LADY stood alone in an emerald glade high above Etruria's gentle hills. She held the year's first roses in honor of the peace-loving Goddess she'd been pledged to serve since birth.
Invaders were close. Already across the valley, long lines of warriors now snaked up the slopes of her own Sacred Mountain. Her younger brother hid near the edge of the woods, his mind calling out: Wanassa . . .
Wanassa,the age-old ritual title from which Lady's name derived. She lifted her face above the fragile cloud of roses, turned toward the call, prickly stems biting her short, sturdy arms. The breeze whipped loose strands of coppery curls against her cheeks as she scanned the woods, searching, then meeting the boy's gaze, asking her silent question: The Sacred Kestos?
The boy's response: Buried. Safe. But the people . . . scared.
She frowned, bit down hard on her chapped, lower lip. Lead them far from here. Hurry! Don't return to the Gardens until the warriors tire of pillaging, until the mountain is peaceful again.
The boy's resignation came like a moan: Lady, we love you.
She watched him disappear into the woods, worry for her people gnawing at her mind. A messenger brought the warrior king's proclamations at dawn. The clan's Wanassawould preside at Sacred Mountain no more. The king would be priest. The people must submit to his will. If their priestess surrendered herself, those she loved would suffer less, the women and girls would not be raped. Lady was here to enjoin the king's pledge.
Her clan had known desperate times before, when they'd sailed to this land from their island home far to the east. The people here welcomed the clan, gave honor to the Goddess they served, even took part in Her most sacred celebration each May Eve. This was the clan's home now, this sanctuary almost as hallowed as the one they'd been forced to leave before coming here and the one before that on the vast alluvial plain where their first Wanassa was born so long ago. Lady's mother had told her all this and more, as had her mother's mother and hers, as well.
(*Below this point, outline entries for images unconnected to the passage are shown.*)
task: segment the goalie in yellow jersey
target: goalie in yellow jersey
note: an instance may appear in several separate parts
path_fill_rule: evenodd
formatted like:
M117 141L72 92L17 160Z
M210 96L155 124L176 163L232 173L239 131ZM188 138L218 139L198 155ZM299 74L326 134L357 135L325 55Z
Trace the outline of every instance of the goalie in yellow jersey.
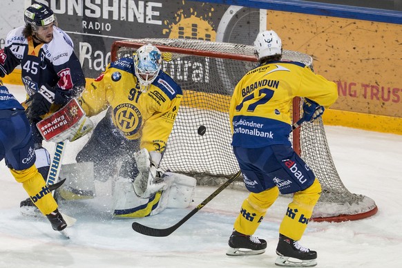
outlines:
M143 46L134 57L111 62L78 99L87 116L107 109L76 160L93 162L96 180L115 180L115 217L144 217L192 202L195 180L159 166L182 96L162 63L155 46Z
M314 266L317 253L298 240L321 186L291 147L289 113L293 98L300 96L305 98L303 119L318 118L336 100L336 85L301 63L281 61L282 41L273 30L260 32L254 45L260 64L236 85L229 108L233 152L251 193L235 221L227 254L263 253L267 242L253 234L279 192L293 193L279 227L276 264Z

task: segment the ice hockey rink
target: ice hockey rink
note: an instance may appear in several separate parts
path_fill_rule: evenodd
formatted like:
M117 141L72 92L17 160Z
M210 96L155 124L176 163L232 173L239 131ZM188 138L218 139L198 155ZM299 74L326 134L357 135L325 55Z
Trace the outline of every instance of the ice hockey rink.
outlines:
M23 99L22 86L8 87ZM401 267L402 135L341 126L326 126L325 131L342 181L350 191L372 198L379 212L353 222L312 222L300 243L317 251L318 267ZM68 149L78 150L86 138ZM52 153L51 144L45 145ZM73 162L71 155L64 162ZM60 204L62 212L77 219L67 229L67 240L44 217L21 216L19 202L26 193L3 160L0 174L0 267L274 267L278 224L289 202L280 197L257 230L268 242L265 253L229 257L227 240L245 191L225 189L171 235L153 238L135 233L131 223L169 227L215 188L198 186L186 209L135 220L112 218L111 184L97 182L96 198Z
Only once had the chain of transmission been broken, only once after this would it be broken again.
The virgin forest above the glade was dense, but below farmers had thinned the trees, and Lady could see clearly. The soldiers climbed two abreast now. Closer, only minutes away. Their march bruised fields freshly plowed but not yet sown. They hauled a battering ram they wouldn't need. Lady's mountain had no fortress at its crown, only a small outdoor shrine, a simple, holy place consecrated to the Lover of Mortals.
Of the shrine's hidden altar Lady dared not even think with the warriors so near. Its hallowed outer temenos she'd secured only an hour before. She'd sealed off the vortex above the raised ritual dais and pushed the waiting mound of stones, the shrine's sole planned defense, from the rocky cliff above. They smashed down and covered the dais, tumbled over into the sacred spring, crushing ferns and moss, the lilies that seemed always to dance in the basin below.
The heart of the mountain had seemed to quake. Lady's own heart felt dashed by each stone. The memory made her reel, yet to leave the temenos intact to be defiled by strangers was unthinkable, a calamity no Wanassa would ever allow. And these warriors would have defiled it. She sensed their rage, their determination already. She took a deep breath, locked her knees against their trembling, braced herself for the worst.
The daughter in her womb would die with her, but the long-treasured Sacred Kestos was safe, its powers undiluted. Her brother, the only male child in a dozen generations, could not carry the legacy forward, but his seed would bear the gifts of the Goddess until Lady, reborn, could reestablish the sacred lineage. With the legacy suspended, the people would know less beauty, less grace for a time-a generation, two at the most-but the Mysteries would be restored here again, for they were eternal.